Paula Kahumba, executive director of WildlifeDirect, which blogs to support conservationists, argues that no African government has invested the resources needed to stop poaching. “The truth is that the demand for ivory and rhino is so great that you can’t save it on your own,” Paula says, adding that KWS has its heart in the right place but does not have the wealth or manpower to investigate and prosecute. “The wildlife laws are inadequate given the scale of the problem.
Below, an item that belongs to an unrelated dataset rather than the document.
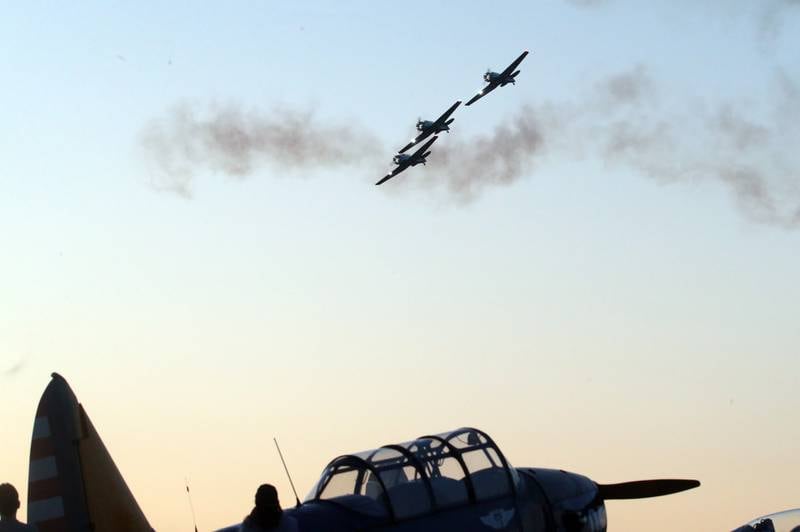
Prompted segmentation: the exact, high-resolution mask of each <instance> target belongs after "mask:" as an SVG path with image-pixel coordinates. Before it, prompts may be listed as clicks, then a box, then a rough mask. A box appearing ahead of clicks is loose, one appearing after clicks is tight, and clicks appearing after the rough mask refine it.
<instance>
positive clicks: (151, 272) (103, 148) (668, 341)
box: [0, 0, 800, 531]
mask: <svg viewBox="0 0 800 532" xmlns="http://www.w3.org/2000/svg"><path fill="white" fill-rule="evenodd" d="M697 4H703V5H697ZM798 29H800V8H799V7H798V6H797V5H796V3H795V4H794V5H792V3H791V2H788V1H786V2H781V1H764V2H746V1H745V0H736V1H729V2H722V1H719V2H712V1H709V2H701V3H698V2H690V1H688V0H686V1H678V2H652V3H648V4H647V7H646V8H645V7H644V4H643V3H640V2H632V1H624V0H608V1H605V2H602V1H600V2H564V1H555V0H554V1H548V2H468V3H463V4H459V5H456V4H454V3H446V2H407V3H404V4H402V6H401V5H398V4H393V5H392V6H390V5H389V4H388V3H385V4H384V3H380V4H379V3H375V2H367V1H364V2H340V3H336V5H334V4H333V3H322V2H294V3H286V2H282V3H278V2H260V3H257V2H226V3H224V4H223V3H209V2H207V3H198V2H193V3H188V2H187V3H177V2H175V3H172V4H171V5H170V6H163V5H160V4H159V3H155V2H145V3H142V2H139V3H127V4H126V3H113V4H112V3H109V2H102V3H101V2H89V3H83V4H81V5H67V4H63V5H62V4H48V3H37V4H33V3H29V2H25V3H23V2H19V3H16V4H12V3H9V4H6V5H4V7H3V9H2V16H0V71H2V72H4V78H3V83H1V84H0V96H2V100H3V101H4V102H5V105H4V106H3V111H2V114H1V115H0V116H2V124H3V127H2V128H0V154H1V155H2V171H1V172H0V185H1V186H2V191H3V193H2V194H0V247H1V248H2V250H3V251H2V260H1V261H0V390H2V400H1V401H0V416H1V417H2V419H3V423H2V426H3V427H4V429H3V438H2V450H3V452H2V454H0V481H10V482H12V483H14V484H16V485H17V486H18V487H20V491H21V492H24V491H25V486H26V482H27V463H28V449H29V446H30V434H31V428H32V424H33V417H34V412H35V409H36V405H37V402H38V399H39V396H40V394H41V393H42V391H43V390H44V388H45V386H46V385H47V383H48V381H49V374H50V372H52V371H58V372H59V373H61V374H62V375H63V376H64V377H65V378H66V379H67V380H68V381H69V382H70V384H71V385H72V387H73V389H74V391H75V392H76V394H77V396H78V398H79V400H80V401H81V402H82V403H83V405H84V407H85V408H86V410H87V412H88V413H89V415H90V416H91V418H92V420H93V422H94V424H95V426H96V427H97V429H98V431H99V432H100V435H101V436H102V437H103V439H104V440H105V443H106V445H107V447H108V448H109V450H110V451H111V453H112V455H113V456H114V458H115V460H116V462H117V465H118V466H119V468H120V470H121V471H122V473H123V475H124V476H125V478H126V479H127V481H128V484H129V485H130V487H131V489H132V491H133V492H134V494H135V495H136V497H137V499H138V500H139V503H140V505H141V506H142V509H143V511H144V512H145V514H146V515H147V516H148V518H149V520H150V522H151V524H152V525H153V526H154V527H155V528H156V529H157V530H160V531H170V530H187V529H189V527H190V526H191V515H190V511H189V506H188V502H187V501H186V498H185V491H184V488H183V482H184V477H188V478H189V481H190V483H191V487H192V493H193V496H194V505H195V508H196V510H197V518H198V525H199V527H200V529H203V530H209V529H213V528H216V527H221V526H224V525H229V524H233V523H235V522H237V521H238V520H240V519H241V518H242V516H244V515H245V514H246V513H247V512H248V511H249V509H250V504H251V501H252V494H253V492H254V490H255V488H256V487H257V486H258V484H260V483H262V482H273V483H275V484H276V485H277V486H278V487H279V489H280V493H281V498H282V500H283V501H284V503H285V504H287V505H288V504H290V503H291V501H292V500H293V497H292V495H291V492H290V490H289V485H288V482H287V481H286V480H285V477H284V473H283V470H282V468H281V466H280V462H279V460H278V457H277V455H276V454H275V452H274V450H273V447H272V438H273V436H277V437H278V438H279V440H280V441H281V444H282V447H283V450H284V454H285V456H286V459H287V462H288V464H289V466H290V469H291V471H292V473H293V475H294V480H295V484H296V485H297V486H298V490H299V491H300V492H301V497H302V496H303V495H304V494H305V493H306V492H307V491H308V489H310V487H311V486H312V484H313V482H314V481H315V480H316V478H317V476H318V475H319V473H320V472H321V470H322V468H323V467H324V466H325V464H326V463H327V462H328V461H329V460H330V459H332V458H334V457H335V456H337V455H339V454H342V453H345V452H349V451H360V450H363V449H367V448H371V447H375V446H378V445H381V444H386V443H392V442H396V441H405V440H408V439H411V438H413V437H416V436H419V435H422V434H428V433H436V432H441V431H445V430H448V429H452V428H455V427H458V426H464V425H470V426H476V427H478V428H481V429H483V430H485V431H487V432H488V433H489V434H490V435H492V437H493V438H494V439H495V441H496V442H497V443H498V444H499V445H500V446H501V448H502V449H503V450H504V452H505V453H506V456H507V457H508V458H509V460H510V461H511V462H512V464H514V465H518V466H538V467H555V468H562V469H567V470H571V471H574V472H577V473H581V474H585V475H587V476H589V477H591V478H592V479H594V480H596V481H598V482H622V481H626V480H635V479H645V478H658V477H684V478H697V479H699V480H701V481H702V483H703V485H702V487H700V488H699V489H696V490H693V491H690V492H687V493H683V494H679V495H675V496H671V497H665V498H661V499H652V500H643V501H620V502H613V503H611V504H609V506H608V507H609V529H610V530H612V531H614V530H620V531H624V530H630V531H635V530H653V531H668V530H669V531H672V530H676V529H691V530H729V529H732V528H734V527H735V526H737V525H739V524H742V523H743V522H745V521H748V520H749V519H751V518H753V517H755V516H758V515H763V514H766V513H770V512H773V511H778V510H783V509H787V508H793V507H798V506H800V500H798V499H797V478H798V476H800V466H799V465H798V462H797V448H798V442H799V441H800V425H798V424H797V411H798V407H799V406H800V396H798V392H797V390H798V389H800V378H799V377H798V375H799V374H800V357H799V356H798V354H800V324H799V322H798V314H799V312H798V311H800V305H799V304H798V301H799V300H800V283H798V272H800V251H799V250H800V227H795V226H797V224H796V223H793V222H792V216H793V213H800V210H798V208H800V160H799V159H798V155H797V153H796V147H797V142H796V141H797V140H798V139H800V135H798V125H797V123H798V122H797V121H793V117H800V109H798V105H800V104H799V103H798V102H800V97H798V96H797V94H799V93H797V92H796V91H797V89H798V87H799V86H800V85H799V84H800V68H799V67H800V64H798V62H797V50H798V49H800V48H799V47H798V46H799V45H800V31H798ZM524 49H529V50H531V51H532V54H531V55H529V56H528V58H527V59H526V60H525V62H524V63H523V64H522V66H521V69H522V73H521V74H520V76H519V77H518V83H517V85H516V86H515V87H505V88H502V89H498V90H496V91H495V92H493V93H492V94H490V95H489V96H487V97H486V98H484V99H483V100H481V101H480V102H478V103H476V104H475V105H474V106H472V107H470V108H466V109H465V108H461V109H459V110H458V111H457V112H456V113H455V114H454V117H455V119H456V121H455V122H454V124H453V126H452V127H453V131H452V133H450V134H443V135H442V138H440V139H439V140H438V141H437V144H436V145H434V148H433V155H432V156H431V157H430V159H429V162H428V165H427V166H426V167H424V168H422V167H417V168H413V169H410V170H408V171H407V172H406V173H403V174H401V175H400V176H398V177H397V178H395V179H394V180H392V181H390V182H389V183H387V184H386V185H383V186H381V187H374V186H373V185H372V183H374V182H375V181H377V180H378V179H379V178H380V177H382V176H383V175H384V174H385V172H386V170H387V168H388V167H389V163H390V160H391V156H392V155H393V153H394V152H393V150H394V149H396V148H399V147H400V146H402V145H403V144H405V143H406V141H407V140H408V138H409V137H410V136H411V135H412V134H413V124H414V122H415V120H416V118H417V117H418V116H422V117H426V118H430V119H434V118H436V116H438V114H439V113H441V112H442V111H444V110H445V109H446V108H447V107H448V106H449V105H450V104H451V103H452V102H453V101H455V100H456V99H463V100H466V99H468V98H469V97H470V96H471V95H472V94H474V92H475V91H476V90H477V89H479V88H480V87H481V85H482V80H481V76H482V74H483V72H484V71H485V70H486V68H487V67H491V68H493V69H494V70H497V71H500V70H502V69H503V68H504V67H505V66H506V65H507V64H508V63H509V62H510V61H511V60H513V59H514V58H515V57H516V56H517V55H519V53H520V52H521V51H522V50H524ZM637 69H638V70H637ZM626 72H627V73H629V72H639V73H644V74H643V75H644V76H645V77H646V80H647V84H646V85H647V86H648V87H650V89H648V90H652V94H656V95H657V105H656V104H653V107H652V108H651V107H646V105H647V106H649V105H651V104H650V103H649V100H648V102H647V103H645V104H641V103H640V105H642V108H643V109H644V110H645V111H643V112H641V113H640V112H639V111H637V109H639V108H636V109H633V110H626V109H627V108H625V109H623V110H622V111H620V113H623V114H622V115H620V114H619V113H618V114H616V115H614V116H611V112H612V109H610V108H605V107H603V106H602V105H598V104H597V100H598V98H599V96H598V94H601V93H602V90H603V87H605V86H606V85H605V84H606V82H607V81H608V80H609V79H610V78H613V77H614V76H618V75H620V73H626ZM648 84H649V85H648ZM781 90H782V91H783V92H781ZM793 91H795V92H793ZM645 94H646V95H650V94H651V92H646V93H645ZM781 94H782V95H783V96H780V95H781ZM792 95H794V99H792ZM653 98H654V101H655V98H656V96H654V97H653ZM587 102H589V103H587ZM592 102H594V103H592ZM176 105H184V106H190V107H192V108H194V109H196V110H197V112H198V113H199V114H202V113H204V112H207V110H208V109H212V108H213V106H215V105H216V106H220V105H221V106H225V105H230V106H236V107H238V108H239V109H241V110H242V112H243V113H244V115H245V116H250V115H253V116H260V117H262V119H264V120H275V119H276V118H275V117H276V116H277V117H279V115H276V114H274V113H275V110H276V109H279V110H289V111H290V112H298V113H303V112H308V111H312V112H313V113H314V117H315V118H314V121H312V122H310V123H309V128H311V127H316V126H315V124H317V123H331V124H339V125H343V126H342V127H350V128H351V129H353V130H354V131H357V132H359V134H360V133H363V134H364V135H366V136H369V137H370V138H374V140H375V141H376V143H377V144H376V151H377V153H370V154H365V156H364V157H363V158H357V160H355V161H354V162H353V164H350V165H344V166H341V165H335V166H332V167H331V168H328V167H326V166H325V165H317V166H305V165H303V164H299V165H297V166H296V167H293V168H288V169H287V168H286V167H284V166H280V165H276V164H274V162H271V161H270V160H269V158H267V159H266V160H259V161H256V163H255V164H254V166H253V168H252V170H251V171H250V172H249V173H248V174H247V175H245V176H230V175H226V174H225V172H222V171H219V170H216V169H214V168H210V167H208V166H203V165H202V164H200V165H198V166H197V167H196V168H195V169H194V173H193V174H192V178H191V192H192V195H191V198H186V197H182V196H180V195H178V194H175V193H173V192H171V191H169V190H163V189H162V188H163V187H161V186H160V185H159V186H153V183H156V184H161V183H163V178H164V176H163V175H160V172H161V171H162V169H160V167H159V166H158V165H157V164H155V163H154V161H153V160H152V156H151V154H149V153H148V152H147V150H145V149H143V145H142V140H141V139H142V136H143V132H145V131H146V130H147V128H148V125H149V124H151V123H153V121H154V120H155V121H157V120H164V119H166V117H169V116H170V114H169V113H170V109H173V108H174V107H175V106H176ZM531 109H535V110H537V112H538V111H540V110H541V109H550V110H551V111H552V110H555V111H554V115H553V116H555V117H556V118H555V119H553V120H552V122H548V123H547V125H546V126H542V128H543V131H544V132H545V141H546V146H547V149H546V150H545V151H543V152H541V153H539V152H536V153H534V154H532V155H530V156H527V155H526V156H525V157H524V162H525V164H524V165H523V170H522V171H521V173H520V174H519V175H518V176H517V177H516V179H514V180H512V182H510V183H505V184H494V183H488V184H486V185H485V186H483V187H482V188H480V189H479V193H478V194H476V195H475V196H474V197H472V198H471V199H470V200H469V201H464V198H462V197H460V196H458V195H457V194H453V193H451V192H449V191H448V189H447V187H446V186H438V185H437V183H441V182H442V181H443V180H444V172H445V170H444V167H443V164H442V159H441V157H440V159H439V160H440V165H439V167H438V168H437V149H438V150H439V153H440V154H441V153H443V150H446V149H447V147H448V146H449V147H452V146H456V145H459V146H466V149H469V148H470V147H472V146H476V147H477V146H479V145H480V144H479V143H480V137H481V135H490V134H491V133H492V132H493V131H495V128H497V127H498V126H503V125H507V124H512V123H514V121H515V120H516V119H517V118H518V117H519V116H521V115H523V114H525V113H528V112H530V110H531ZM567 109H568V110H571V111H572V114H570V113H568V112H567V111H566V110H567ZM615 112H616V111H615ZM605 113H609V114H605ZM624 113H631V114H624ZM725 113H728V114H725ZM536 116H540V115H536ZM547 116H550V115H547ZM642 116H644V117H645V118H646V120H644V119H642ZM721 116H726V117H731V116H733V117H735V119H733V120H728V121H725V122H722V121H721V120H717V121H715V122H714V120H716V119H717V118H718V117H721ZM565 117H569V120H570V121H569V122H567V121H566V120H567V119H566V118H565ZM278 119H279V118H278ZM562 119H563V120H564V121H563V122H562ZM617 120H622V121H623V122H616V121H617ZM643 120H644V121H643ZM712 122H713V123H714V124H716V125H715V126H714V127H710V126H709V127H706V125H707V124H709V123H712ZM615 123H622V124H623V125H625V126H626V127H627V126H628V125H630V124H631V123H635V124H638V125H639V126H641V127H643V128H644V129H645V130H647V131H651V129H652V130H655V131H659V132H665V133H664V142H663V143H662V142H661V139H662V137H661V136H660V135H656V136H654V137H652V138H650V142H649V143H648V144H647V145H646V146H644V147H642V145H637V146H639V147H640V148H641V149H639V148H637V149H636V150H634V151H633V152H625V153H623V154H621V155H612V154H611V152H609V151H604V148H603V146H605V144H604V143H603V142H604V139H605V138H606V137H607V136H608V131H609V130H610V128H612V127H613V126H614V124H615ZM573 124H574V125H573ZM663 124H666V125H667V129H659V128H658V127H655V126H660V125H663ZM743 124H744V125H743ZM651 126H653V127H651ZM667 133H668V134H669V135H670V136H669V138H667ZM739 133H741V134H740V135H739ZM734 135H738V136H734ZM731 139H733V140H736V139H739V140H741V139H744V140H745V141H746V142H745V143H744V144H742V145H738V144H736V145H728V144H726V143H728V142H729V141H731V142H732V140H731ZM668 141H669V142H668ZM734 144H735V143H734ZM515 153H516V152H514V153H510V154H505V155H504V157H505V156H506V155H511V156H513V155H514V154H515ZM466 156H467V157H468V155H466ZM458 162H459V160H457V161H456V164H457V163H458ZM448 164H451V165H453V164H454V163H453V161H450V162H449V163H448ZM449 168H450V170H449V172H450V173H449V174H447V175H451V176H452V175H456V176H457V177H458V176H460V174H458V173H457V172H458V168H459V167H458V166H452V167H449ZM453 168H455V169H456V170H455V172H456V174H453V172H454V170H453ZM742 168H747V169H753V168H755V169H756V170H757V171H758V172H759V175H764V176H766V177H765V181H764V182H763V183H764V186H765V187H767V191H768V195H769V198H770V200H771V201H774V202H775V203H777V207H776V210H775V213H777V214H776V216H772V217H771V216H768V215H765V213H764V211H763V210H759V208H760V207H763V203H762V204H760V207H759V208H753V206H752V205H751V204H749V203H748V201H750V200H752V199H753V197H756V196H758V194H757V192H758V191H757V190H756V191H755V192H754V191H753V189H752V188H748V187H747V186H744V185H742V184H741V183H742V182H741V181H737V180H736V177H735V176H739V175H740V174H738V173H736V172H733V171H732V170H731V169H733V170H737V169H742ZM687 169H688V170H687ZM684 170H686V171H687V173H683V171H684ZM469 172H470V170H469V169H465V175H467V176H468V177H469V176H471V174H469ZM731 176H733V177H731ZM472 177H474V178H476V179H482V178H484V177H485V176H479V175H476V176H472ZM420 179H424V180H425V181H426V182H427V183H429V184H431V185H430V186H427V187H426V186H420ZM487 179H488V178H487ZM737 187H740V188H737ZM773 214H774V213H773ZM798 219H800V218H798ZM21 515H22V516H24V515H25V502H24V501H23V509H22V514H21Z"/></svg>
We are talking to the government trying to convince them to use the Economic and Organized Crime Act in Kenya.”

It is difficult to know how this will end.  It is a classic ‘tragedy of the commons.’  We are collectively richer with rhino, but for many of the poor, individually, it is better to kill the rhino and market its horn—even if, in the end, there are no rhino or rhino horn left over.  For a desperately poor breadwinner, one horn can make all the difference between feeding and educating children, or consigning them to a life of poverty as well. It is not a fight that conservationists alone can win.